Reputation: 111
I am trying to figure out how to create a summary statistic that uses different rows' information in dplyr
Subject BinLab mean.RT
s001 Deviant_RT 533.8115
s001 Standard_RT 508.2450
s002 Deviant_RT 465.5538
s002 Standard_RT 425.0351
Basically, I want to create a data frame that groups by subject and gives me the difference between the mean.RT for Deviant_RT and Standard_RT
This is what I have tried:
RTDataDifferenceWave <- RTData %>%
group_by(Subject) %>%
summarise(DiffRT = Deviant_RT-StandardRT)
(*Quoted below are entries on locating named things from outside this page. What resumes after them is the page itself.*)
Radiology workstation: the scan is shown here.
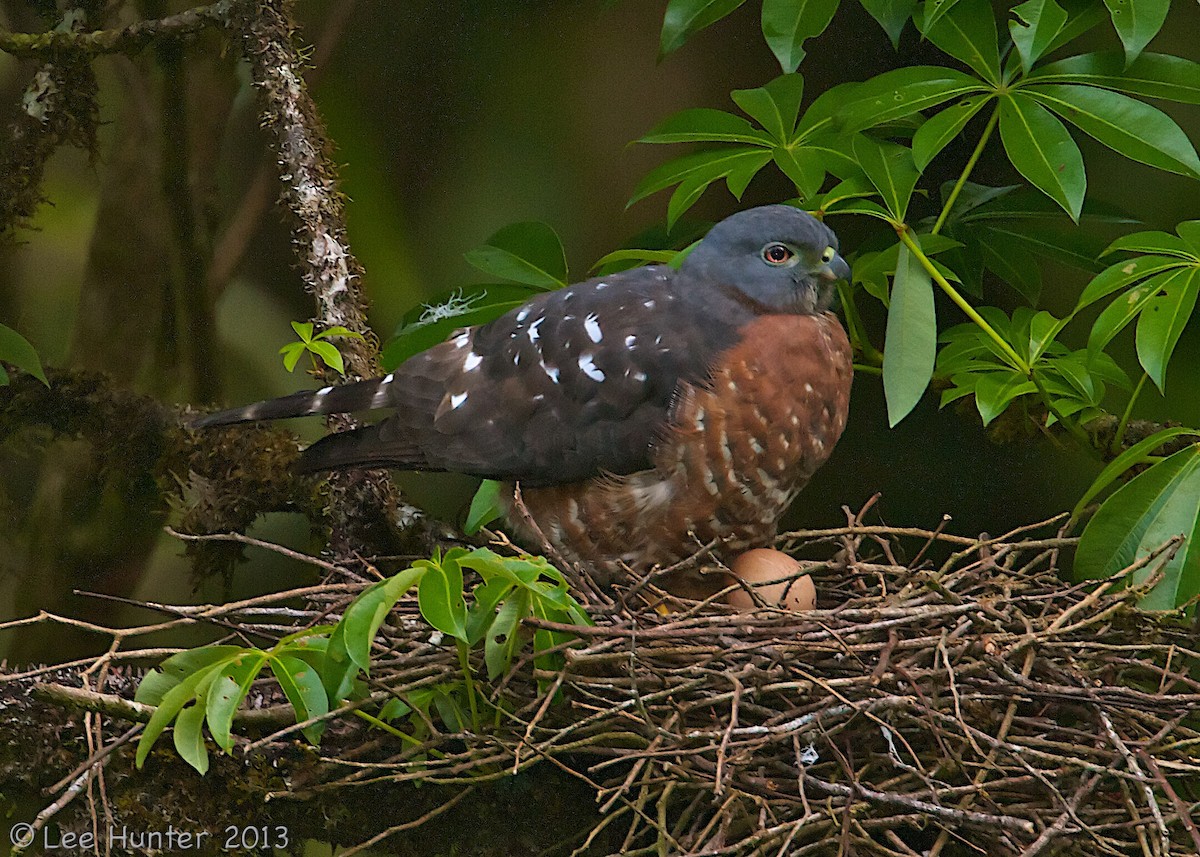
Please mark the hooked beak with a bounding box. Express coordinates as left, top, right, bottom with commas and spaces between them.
817, 253, 850, 282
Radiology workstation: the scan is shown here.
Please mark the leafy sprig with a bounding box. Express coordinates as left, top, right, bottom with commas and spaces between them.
280, 322, 362, 374
136, 547, 592, 774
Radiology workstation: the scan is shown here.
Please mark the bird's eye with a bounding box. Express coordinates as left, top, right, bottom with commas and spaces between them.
762, 244, 796, 265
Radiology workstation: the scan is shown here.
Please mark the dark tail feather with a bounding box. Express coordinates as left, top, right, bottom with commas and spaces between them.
192, 374, 392, 429
296, 424, 431, 473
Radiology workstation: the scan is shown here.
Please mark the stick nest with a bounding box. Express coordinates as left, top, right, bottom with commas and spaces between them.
290, 511, 1200, 857
9, 520, 1200, 857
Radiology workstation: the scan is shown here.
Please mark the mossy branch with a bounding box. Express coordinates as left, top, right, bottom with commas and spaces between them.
0, 0, 236, 59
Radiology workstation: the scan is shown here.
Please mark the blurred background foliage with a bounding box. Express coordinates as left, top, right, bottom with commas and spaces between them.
0, 0, 1200, 660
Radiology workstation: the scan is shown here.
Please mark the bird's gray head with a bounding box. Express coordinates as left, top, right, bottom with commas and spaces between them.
680, 205, 850, 314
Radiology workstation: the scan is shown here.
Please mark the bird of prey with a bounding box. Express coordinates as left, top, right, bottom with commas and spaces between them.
194, 205, 852, 588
I'm stuck on how to create this new dependent variable "DiffRT" which, again, is the difference between the Deviant_RT and Standard_RT. Would prefer an answer in dplyr but open to other solutions.
Upvotes: 1
Views: 175
Reputation: 1622
Take into account that Deviant_RT and StandardRT are not columns, but instead are values of BinLab. In these case you can predefine the sign of mean.RT in each row using the value of BinLab, and then sum the values, like so:
RTDataDifferenceWave <- RTData %>%
mutate(mean.RT_signed = mean.RT * ifelse(BinLab == 'Deviant_RT', 1, -1)) %>%
group_by(Subject) %>%
summarise(DiffRT = sum(mean.RT_signed))
Notice this assumes that BinLab can only be one of Deviant_RT or StandardRT. If it can assume other values, you could change the mutate to this:
mutate(mean.RT_signed = mean.RT * ifelse(BinLab == 'Deviant_RT', 1, ifelse(BinLab == 'Standard_RT', -1, 0)))
Upvotes: 0
Reputation: 7592
One way is to switch to a wide-data format:
RTDataDifferenceWave <- RTData %>% group_by(Subject) %>%
tidyr::spread(BinLab, mean.RT) %>%
mutate(DiffRT = Deviant_RT-Standard_RT)
Upvotes: 4